The day after the Star endorsed the NDP, Wynne, in a move unprecedented for a sitting premier, conceded her Liberals will lose the June 7 election. “After Thursday, I will no longer be Ontario’s premier,” announced Wynne to a stunned Liberal election rally.
Wynne’s concession was a desperate attempt to salvage at least the eight Liberal seats needed to retain official party status in the Ontario legislature. She coupled it with a call for voters to ensure that enough Liberals are elected to deny either the NDP or Conservatives a majority, claiming both are “too extreme.”
Hoping the opposition to Ford and Liberal austerity can propel them to a majority, the NDP has aggressively attacked Wynne in the final days of the election campaign.
Asked if the NDP would seek the Liberals’ support in the event of a minority or “hung” parliament, Horwath declared she would have nothing to do with them. “The Liberals,” she declared, “have supported privatization, they have sold off our public assets, they’ve cut our hospitals. Any party that does that is not a party I can work with.”
The reality, of course, is otherwise. The NDP and their union allies have worked closely with Wynne’s government and that of her predecessor Dalton McGuinty.
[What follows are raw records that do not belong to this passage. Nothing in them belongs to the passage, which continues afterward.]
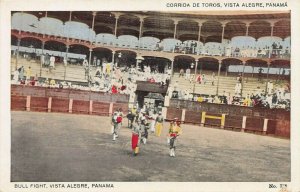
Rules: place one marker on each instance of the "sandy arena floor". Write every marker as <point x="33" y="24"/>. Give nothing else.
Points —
<point x="63" y="148"/>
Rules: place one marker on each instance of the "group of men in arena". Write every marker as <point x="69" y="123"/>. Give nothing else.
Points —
<point x="140" y="122"/>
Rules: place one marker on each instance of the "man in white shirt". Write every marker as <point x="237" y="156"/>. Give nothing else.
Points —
<point x="52" y="62"/>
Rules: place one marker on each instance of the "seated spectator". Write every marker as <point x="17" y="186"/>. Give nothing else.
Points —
<point x="52" y="83"/>
<point x="181" y="72"/>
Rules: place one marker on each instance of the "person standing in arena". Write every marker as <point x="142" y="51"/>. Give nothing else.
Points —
<point x="159" y="124"/>
<point x="174" y="132"/>
<point x="115" y="121"/>
<point x="153" y="121"/>
<point x="135" y="138"/>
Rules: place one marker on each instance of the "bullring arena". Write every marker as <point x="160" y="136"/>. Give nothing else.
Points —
<point x="224" y="77"/>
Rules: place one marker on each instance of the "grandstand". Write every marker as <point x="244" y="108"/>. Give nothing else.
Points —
<point x="250" y="51"/>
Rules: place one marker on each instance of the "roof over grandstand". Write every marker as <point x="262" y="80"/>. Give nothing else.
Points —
<point x="161" y="24"/>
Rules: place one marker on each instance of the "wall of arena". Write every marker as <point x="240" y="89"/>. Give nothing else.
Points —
<point x="275" y="122"/>
<point x="44" y="99"/>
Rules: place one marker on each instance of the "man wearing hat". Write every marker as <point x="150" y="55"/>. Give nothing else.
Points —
<point x="174" y="132"/>
<point x="159" y="124"/>
<point x="135" y="138"/>
<point x="115" y="121"/>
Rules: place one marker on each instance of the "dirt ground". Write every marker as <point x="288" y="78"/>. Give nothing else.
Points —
<point x="64" y="148"/>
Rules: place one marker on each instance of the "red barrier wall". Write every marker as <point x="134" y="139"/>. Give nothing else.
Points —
<point x="39" y="104"/>
<point x="60" y="105"/>
<point x="100" y="108"/>
<point x="80" y="107"/>
<point x="18" y="103"/>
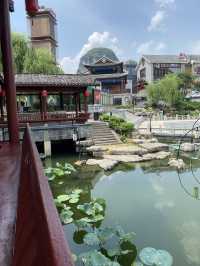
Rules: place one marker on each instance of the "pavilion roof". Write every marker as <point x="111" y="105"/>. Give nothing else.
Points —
<point x="61" y="80"/>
In the name of “stopping” the Conservatives, not only did they work with Wynne, the social democrats helped keep the Liberals in office as they “cut our hospitals,” schools, and other vital public services.
And should the parliamentary arithmetic make it necessary, the NDP will seek the Liberals’ support in forming government after June 7.
Faced with growing pressure from the corporate media to demonstrate the NDP’s “readiness to govern,” Horwath has been stressing her good relations with big business and the “great deal of time” she has spent “over these last number of years meeting… with the chiefs of police [and] police associations.”
An NDP government, whether a majority government or formed through some form of combination with the Liberals, would be a big business government that would rapidly come into headlong conflict with the working class. The miserly social spending increases outlined in the NDP election platform will be quickly cast aside as Horwath comes under pressure from big business, including the NDP-friendly Toronto Star, and as the anemic and fragile “recovery” from the greatest crisis of world capitalism since the Great Depression collapses under a mountain of debt and the whirlwinds of international trade war and intensifying geopolitical conflict.